Review: “The Afghan Campaign” by Steven Pressfield

thThe Afghan Campaign: A Novel by Steven Pressfield. Broadway Books. 354 pages.

I don’t know how many years it’s been since I read Gates of Fire, Steven Pressfield’s great book about Leonidas and the 300 Spartans at Thermopylae. But that’s when I realized that Pressfield had a great talent for providing rich detail in telling stories of battles and warfare in the ancient world. This book isn’t any different, and yet it is. Rather than focusing on a specific instance in time, it spends a little over two years with a common soldier from Macedonia who has joined Alexander the Great’s armies in Afghanistan.

The campaign isn’t talked about much in stories of Alexander. We hear about the pitched battles against Darius the Great and the Persian armies all through the Mesopotamian area, and then later his battles in far India, where he was the first to fight against armies using Indian elephants. We hear about Alexander’s wedding to Roxane and how that cements the armies of Greece to those of that region, ending the war there. But showing the battles against the warlords leading up to that point shows us several things. First, it demonstrates Alexander’s uncanny power over his men as a fellow soldier, one that they would follow anywhere. Second, it shows his strategy of blending his army with those he conquered helped him to solidify his conquests and establish the firm Hellenistic influence that impacted that part of the world for centuries to come. Finally, it showed the people of Afghanistan, a race of freedom-loving, independent people who for thousands of years have fought war after war to resist being conquered, and whose nature has never changed.
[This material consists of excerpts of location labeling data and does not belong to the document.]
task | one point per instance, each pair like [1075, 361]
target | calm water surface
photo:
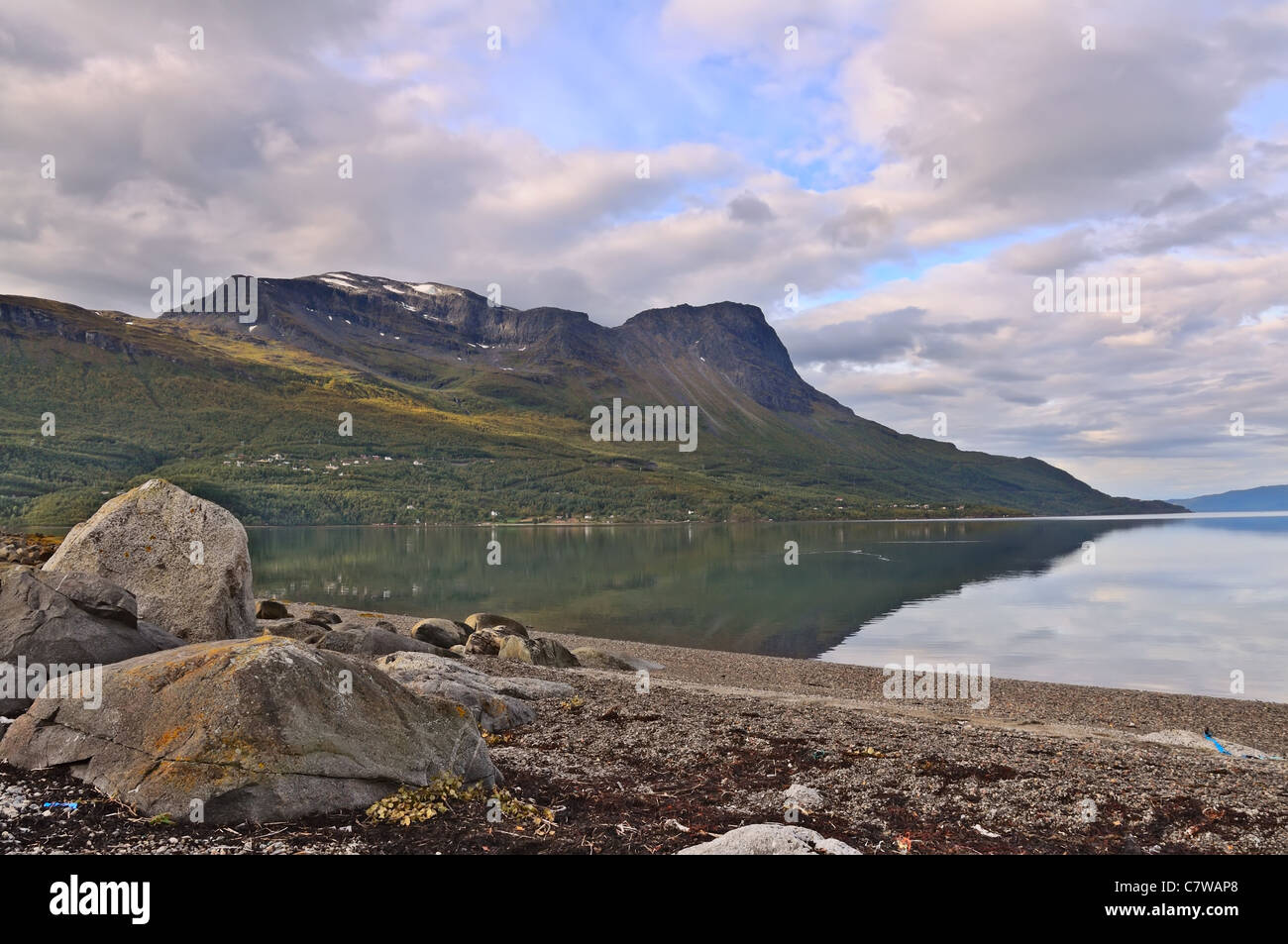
[1170, 604]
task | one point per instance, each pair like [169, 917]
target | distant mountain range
[460, 410]
[1262, 498]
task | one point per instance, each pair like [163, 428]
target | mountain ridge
[488, 406]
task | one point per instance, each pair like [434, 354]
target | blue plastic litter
[1219, 747]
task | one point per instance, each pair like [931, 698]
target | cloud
[768, 166]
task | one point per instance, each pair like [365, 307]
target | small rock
[270, 609]
[771, 839]
[537, 652]
[442, 633]
[373, 640]
[490, 621]
[590, 657]
[803, 797]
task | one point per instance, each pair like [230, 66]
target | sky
[887, 180]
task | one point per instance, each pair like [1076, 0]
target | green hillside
[449, 426]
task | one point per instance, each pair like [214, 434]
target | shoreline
[717, 738]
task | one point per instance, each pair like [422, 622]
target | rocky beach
[227, 724]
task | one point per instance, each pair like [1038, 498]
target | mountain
[1262, 498]
[460, 410]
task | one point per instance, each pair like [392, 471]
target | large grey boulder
[149, 540]
[496, 703]
[259, 729]
[771, 839]
[53, 622]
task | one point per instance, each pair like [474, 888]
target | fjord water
[1172, 603]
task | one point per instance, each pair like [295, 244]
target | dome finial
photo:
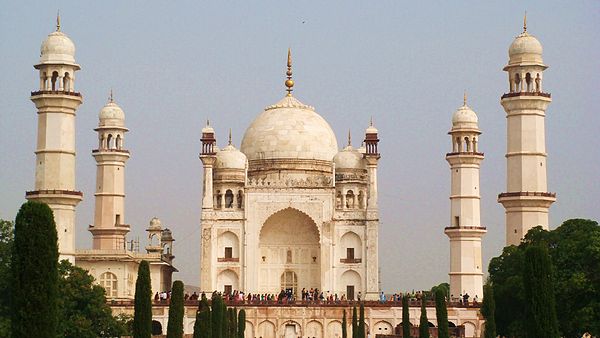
[289, 83]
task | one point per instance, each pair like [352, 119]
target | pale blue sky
[172, 65]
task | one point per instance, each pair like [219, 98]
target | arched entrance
[290, 252]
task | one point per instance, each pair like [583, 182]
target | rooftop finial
[289, 83]
[349, 138]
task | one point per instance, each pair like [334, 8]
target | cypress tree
[241, 323]
[142, 318]
[361, 323]
[488, 310]
[424, 322]
[203, 324]
[354, 323]
[344, 326]
[405, 318]
[441, 313]
[540, 309]
[175, 325]
[34, 284]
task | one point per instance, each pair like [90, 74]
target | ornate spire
[289, 83]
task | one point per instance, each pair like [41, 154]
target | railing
[350, 260]
[527, 193]
[54, 192]
[526, 94]
[61, 92]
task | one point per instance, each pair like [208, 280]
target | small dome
[155, 223]
[230, 158]
[57, 49]
[464, 117]
[348, 158]
[289, 129]
[525, 49]
[112, 114]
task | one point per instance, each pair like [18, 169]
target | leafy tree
[241, 323]
[344, 326]
[6, 242]
[488, 309]
[203, 324]
[83, 311]
[354, 323]
[361, 323]
[34, 283]
[142, 318]
[405, 317]
[441, 313]
[540, 303]
[175, 325]
[423, 322]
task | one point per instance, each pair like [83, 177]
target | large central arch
[289, 242]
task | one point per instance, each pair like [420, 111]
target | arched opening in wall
[289, 282]
[228, 199]
[240, 199]
[229, 246]
[218, 199]
[108, 281]
[227, 281]
[351, 280]
[293, 230]
[156, 328]
[350, 199]
[67, 82]
[54, 79]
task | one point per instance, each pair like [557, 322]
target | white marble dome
[349, 158]
[57, 49]
[230, 158]
[464, 117]
[289, 129]
[111, 114]
[525, 49]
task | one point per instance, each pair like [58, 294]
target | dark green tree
[142, 317]
[361, 321]
[540, 309]
[405, 317]
[6, 243]
[34, 283]
[441, 313]
[203, 324]
[241, 323]
[354, 323]
[488, 309]
[344, 326]
[423, 321]
[175, 325]
[82, 308]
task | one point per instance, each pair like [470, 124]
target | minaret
[109, 228]
[465, 231]
[527, 199]
[57, 102]
[372, 220]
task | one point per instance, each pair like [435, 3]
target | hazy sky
[172, 65]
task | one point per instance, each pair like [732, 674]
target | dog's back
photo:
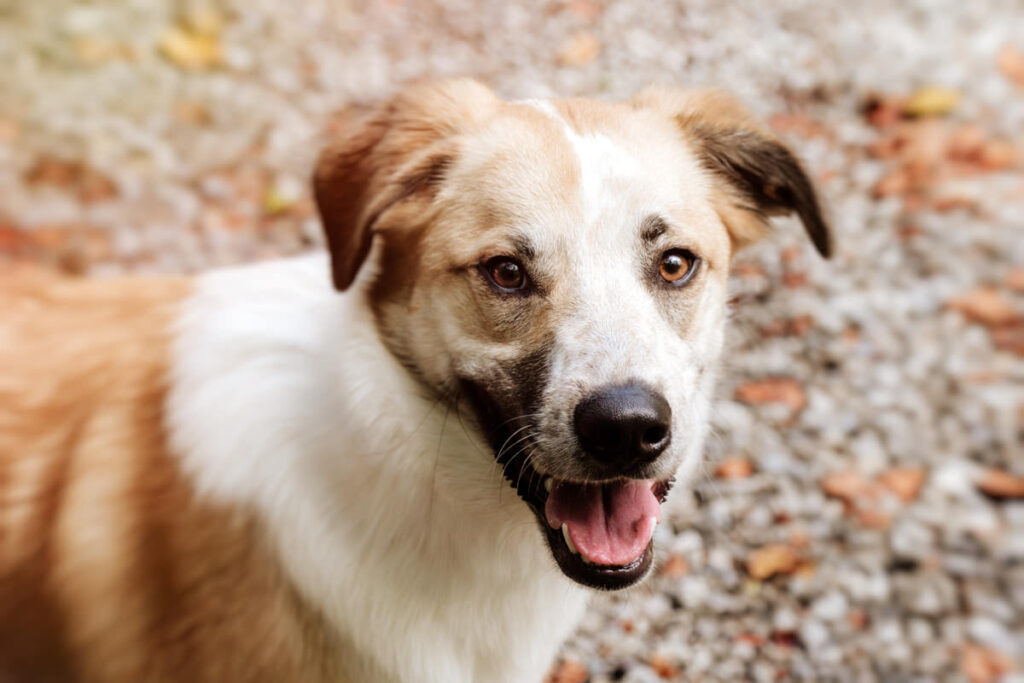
[110, 568]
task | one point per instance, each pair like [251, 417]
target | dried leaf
[1001, 484]
[773, 390]
[932, 100]
[985, 305]
[734, 467]
[847, 485]
[997, 156]
[579, 50]
[567, 671]
[884, 112]
[664, 667]
[905, 482]
[770, 560]
[675, 567]
[1010, 338]
[983, 665]
[872, 518]
[189, 49]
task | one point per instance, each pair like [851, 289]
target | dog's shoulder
[113, 565]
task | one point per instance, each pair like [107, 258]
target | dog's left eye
[678, 266]
[506, 273]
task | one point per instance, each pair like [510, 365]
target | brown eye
[506, 273]
[678, 266]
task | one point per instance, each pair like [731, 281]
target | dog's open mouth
[600, 534]
[599, 531]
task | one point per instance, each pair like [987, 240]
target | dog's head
[558, 270]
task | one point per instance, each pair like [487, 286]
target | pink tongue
[608, 523]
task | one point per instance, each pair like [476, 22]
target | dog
[414, 457]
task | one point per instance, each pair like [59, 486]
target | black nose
[624, 426]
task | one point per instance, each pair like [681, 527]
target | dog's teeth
[568, 541]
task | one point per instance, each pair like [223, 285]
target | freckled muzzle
[600, 530]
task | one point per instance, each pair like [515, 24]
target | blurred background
[862, 511]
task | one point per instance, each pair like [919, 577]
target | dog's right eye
[506, 273]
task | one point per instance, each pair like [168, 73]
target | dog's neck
[387, 510]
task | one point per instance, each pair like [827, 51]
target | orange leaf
[1011, 62]
[770, 560]
[985, 305]
[999, 483]
[567, 671]
[982, 665]
[675, 567]
[664, 667]
[734, 468]
[904, 481]
[846, 485]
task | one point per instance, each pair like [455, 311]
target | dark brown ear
[386, 155]
[760, 176]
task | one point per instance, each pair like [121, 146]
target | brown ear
[761, 176]
[387, 155]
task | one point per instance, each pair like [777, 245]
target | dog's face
[558, 271]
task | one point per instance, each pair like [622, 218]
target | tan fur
[111, 569]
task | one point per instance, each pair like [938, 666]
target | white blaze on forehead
[599, 159]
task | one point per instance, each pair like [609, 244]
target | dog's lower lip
[571, 563]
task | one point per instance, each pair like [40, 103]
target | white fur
[387, 514]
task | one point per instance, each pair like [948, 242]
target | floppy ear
[759, 176]
[391, 154]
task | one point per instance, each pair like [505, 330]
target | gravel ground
[862, 517]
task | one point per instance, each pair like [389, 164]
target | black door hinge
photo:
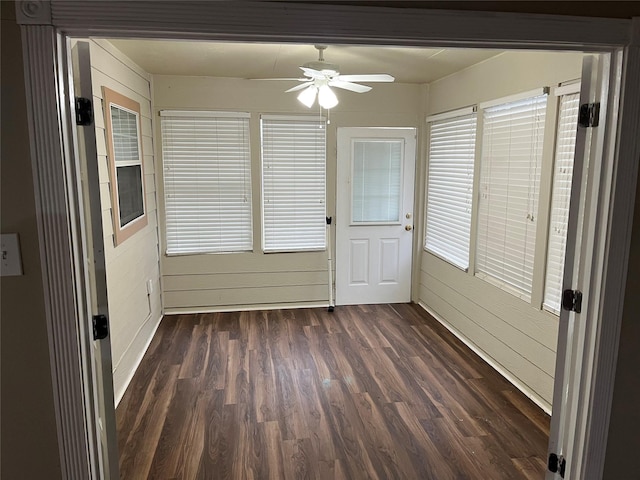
[84, 111]
[100, 327]
[589, 115]
[572, 300]
[557, 464]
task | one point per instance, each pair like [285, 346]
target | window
[124, 148]
[207, 181]
[512, 140]
[562, 175]
[293, 183]
[377, 178]
[452, 143]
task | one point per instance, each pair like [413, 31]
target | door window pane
[376, 181]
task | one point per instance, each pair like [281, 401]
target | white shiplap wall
[193, 283]
[134, 314]
[517, 337]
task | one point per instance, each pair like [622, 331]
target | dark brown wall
[29, 438]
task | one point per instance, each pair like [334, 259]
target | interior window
[293, 183]
[207, 181]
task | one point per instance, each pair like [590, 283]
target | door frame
[46, 25]
[403, 132]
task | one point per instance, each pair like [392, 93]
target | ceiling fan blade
[299, 87]
[374, 77]
[306, 79]
[354, 87]
[310, 72]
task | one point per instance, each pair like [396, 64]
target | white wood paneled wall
[514, 335]
[134, 314]
[209, 282]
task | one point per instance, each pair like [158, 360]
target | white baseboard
[495, 365]
[132, 358]
[245, 308]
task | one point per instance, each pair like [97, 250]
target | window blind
[452, 143]
[561, 194]
[512, 141]
[207, 182]
[128, 164]
[293, 183]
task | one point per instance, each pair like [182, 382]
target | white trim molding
[291, 22]
[618, 238]
[33, 12]
[56, 245]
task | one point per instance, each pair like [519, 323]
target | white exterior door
[578, 329]
[93, 284]
[374, 215]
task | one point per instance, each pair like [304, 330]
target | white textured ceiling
[260, 60]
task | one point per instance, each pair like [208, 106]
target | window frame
[287, 248]
[173, 114]
[454, 115]
[112, 98]
[562, 93]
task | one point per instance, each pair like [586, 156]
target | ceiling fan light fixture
[308, 96]
[326, 98]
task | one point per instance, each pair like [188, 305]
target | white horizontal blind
[512, 140]
[124, 128]
[452, 145]
[207, 182]
[128, 164]
[562, 175]
[293, 183]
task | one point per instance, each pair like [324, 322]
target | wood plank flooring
[379, 392]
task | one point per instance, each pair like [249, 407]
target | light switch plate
[10, 258]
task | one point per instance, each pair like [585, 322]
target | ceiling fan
[320, 76]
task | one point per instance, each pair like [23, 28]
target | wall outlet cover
[10, 258]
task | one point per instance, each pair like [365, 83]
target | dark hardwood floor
[381, 392]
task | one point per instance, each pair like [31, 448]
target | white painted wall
[517, 337]
[253, 280]
[134, 314]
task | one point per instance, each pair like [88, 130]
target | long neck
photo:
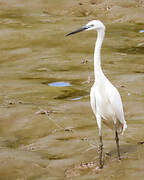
[97, 52]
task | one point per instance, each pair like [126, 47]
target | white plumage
[104, 97]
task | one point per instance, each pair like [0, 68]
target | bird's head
[92, 25]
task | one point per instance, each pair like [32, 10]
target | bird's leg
[101, 153]
[98, 117]
[117, 141]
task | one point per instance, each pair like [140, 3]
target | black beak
[78, 30]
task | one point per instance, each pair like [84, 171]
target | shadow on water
[47, 128]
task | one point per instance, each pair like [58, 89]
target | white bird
[104, 97]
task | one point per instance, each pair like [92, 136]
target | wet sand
[49, 132]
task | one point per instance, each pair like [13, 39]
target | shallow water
[49, 132]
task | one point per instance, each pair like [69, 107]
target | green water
[46, 132]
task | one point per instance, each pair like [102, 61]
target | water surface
[49, 132]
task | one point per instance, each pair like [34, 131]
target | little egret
[105, 99]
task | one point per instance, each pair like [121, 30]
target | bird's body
[104, 97]
[106, 101]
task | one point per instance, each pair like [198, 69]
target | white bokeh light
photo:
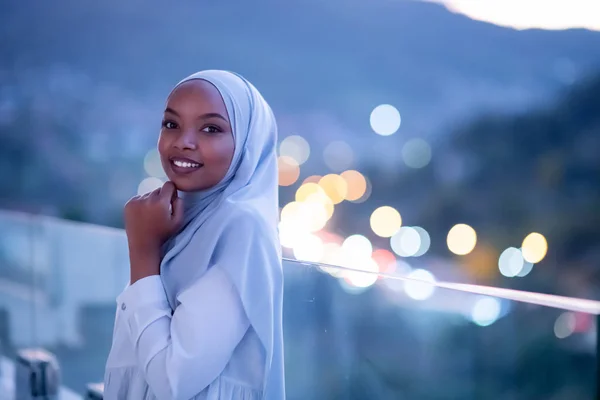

What made this story special for me was that it was told from the perspective of Matthias, a simple soldier who joined the army long after his older brothers had left to find fame and glory with Alexander. He is thrown in with the muleskinners and is given the task of going to market to buy mules for their campaign. When there are not enough to be purchased, their translator recommends they buy women as porters instead. This begins a relationship between Matthias and one of the women who serves as a porter. The women are treated as worse than slaves, and gives the reader a fresh understanding of what life in Afghanistan must be life today, and that the challenges for women didn’t begin with Islam, which happens half a millenia after this story.

This was a highly entertaining story. The only thing I found myself wishing is that the author had shared his sources of research, which seemed to be extensive. I give it four and a half stars out of five.